There are approximately 1.8 billion photos uploaded to the internet every single day. It’s no wonder people have invested so much time and effort into trying to make their images stand out on social media.
In order to bring your photos to the next level, here are five photography tips for social media success that you should consider every time you make a post online.
Framing and Composition
If you’ve ever taken an art class or have read anything about photography composition, then I’m sure you have seen something about the rule of thirds. 35mm film cameras of the past set the precedent for how we view imagery by creating rectangular images. Most digital cameras produce photos with an aspect ratio of 3×2 (width by height), which automatically encourages our mind to see a photograph in thirds.
Rather than placing your subject directly in the center of the frame, attempt to shoot your photos with the subject in the left or right third of the frame. This technique stimulates a viewer to spend more time looking at the photo than if the composition was directly symmetrical.
However, since the advent of Instagram and the rising popularity of square photos, sometimes placing your subject directly in the center of the frame can have a very pleasing effect.
While the image above does not have an aspect ratio of 3 x 2, the rule of thirds can still be applied vertically to the horizon lines, as well as the levels of depth (foreground, mid-ground, and background). Creating dynamic compositions will not only draw in more viewers, but give people the perception that your not an amateur at photography, and your content is worth following.
One of the biggest mistakes made with social media imagery is uploading files that may be too small for viewing on all screen sizes. Even though a whopping 51% of all media is now viewed on mobile devices, 42% of people still prefer viewing media on a desktop.
With Facebook’s Fullscreen viewing mode, an image that is only 400 pixels wide may look completely out of focus to those viewing on a large laptop screen. Part of creating powerful social media posts comes down the quality of your content, including resolution.
In order to avoid viewers seeing your photos in low-res, upload files with at least 1000 pixels on the long side. Personally, I always upload to Facebook with a minimum of 2000 pixels on the long side should someone want to view my work fullscreen.
Social media has made it possible for photo editing to go mainstream. The hashtag “#NoFilter” rose in popularity so quickly because millions of people became aware and agitated by how filtering affects the authenticity of certain images, as well as the look of colors and clarity.
There is nothing wrong with filtering for creative purposes, often times a filter is a way to add artistic expression.

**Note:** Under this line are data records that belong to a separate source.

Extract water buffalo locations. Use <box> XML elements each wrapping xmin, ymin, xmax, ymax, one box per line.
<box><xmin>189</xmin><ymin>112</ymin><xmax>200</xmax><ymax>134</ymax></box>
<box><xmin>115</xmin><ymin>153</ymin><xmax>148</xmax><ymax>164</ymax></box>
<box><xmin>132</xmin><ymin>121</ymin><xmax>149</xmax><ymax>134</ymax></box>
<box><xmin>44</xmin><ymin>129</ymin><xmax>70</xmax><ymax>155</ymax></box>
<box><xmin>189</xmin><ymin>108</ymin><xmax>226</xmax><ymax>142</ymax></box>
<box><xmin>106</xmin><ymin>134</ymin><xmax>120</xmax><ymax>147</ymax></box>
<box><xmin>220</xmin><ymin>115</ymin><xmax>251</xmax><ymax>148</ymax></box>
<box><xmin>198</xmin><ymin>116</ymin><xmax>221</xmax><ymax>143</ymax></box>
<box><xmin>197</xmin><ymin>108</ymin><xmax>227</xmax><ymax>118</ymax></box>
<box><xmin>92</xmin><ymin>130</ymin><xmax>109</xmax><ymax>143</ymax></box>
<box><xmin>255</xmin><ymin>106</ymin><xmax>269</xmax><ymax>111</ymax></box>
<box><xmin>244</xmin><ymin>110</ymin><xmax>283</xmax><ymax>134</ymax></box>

However, there becomes a point at which filtering and using the editing options on mobile apps becomes a little over the top.
In order to make your images ‘pop’, without exploding them, try enhancing a few of the following:
- Adjust your photo’s shadows and highlights to give it a look true to real life. Since our cameras can only see in stops of light, the shadows and highlights are usually too dark, or overexposed in high contrast lighting (see below).
- Slightly bring up the vibrance, not the saturation, when attempting to make your image more colorful. Over-saturation is a tell-tale sign you over-edited the photo.
- Crop your image to achieve the rule of thirds, and straighten the alignment so your horizon lines aren’t crooked.
Put A Story Behind The Image
One of the best strategies for sharing meaningful content is taking the time to understand your audience and what they’re looking for. Far too often people post photos that are only intended to satisfy themselves (Selfies, Photos of Lunch, Subtle Brags), which isn’t a good way to grow an audience. In addition to good photos, tell people what’s happening in the photo, or write something inspirational! Everyone loves seeing beautiful scenery, but what does it mean to you?
By pairing your images with good writing you’ll be able to keep your audience’s attention for longer, which will help them to remember your brand long after they log off.
Hashtags and Sharing
If you’re not satisfied with how many people your photo’s are reaching online, take some time to research different groups and hashtags your photos can be seen through.
Facebook has thousands of different groups to join based on common interests. If you’re an avid landscape photographer, get involved with several communities and expand the reach of your favorite photos. More than likely those who see your work in these groups will head back to your photography/business page to see more of your content.
Instagram is the king of hashtags. With up to 30 allowed per post you have the opportunity to get your photos seen in all kinds of different categories and trending topics. Rather than bombarding your headline with 30, put all of your hashtags in the first comment so they’ll disappear after a few people comment (Not everyone loves seeing hashtags, but they are effective!).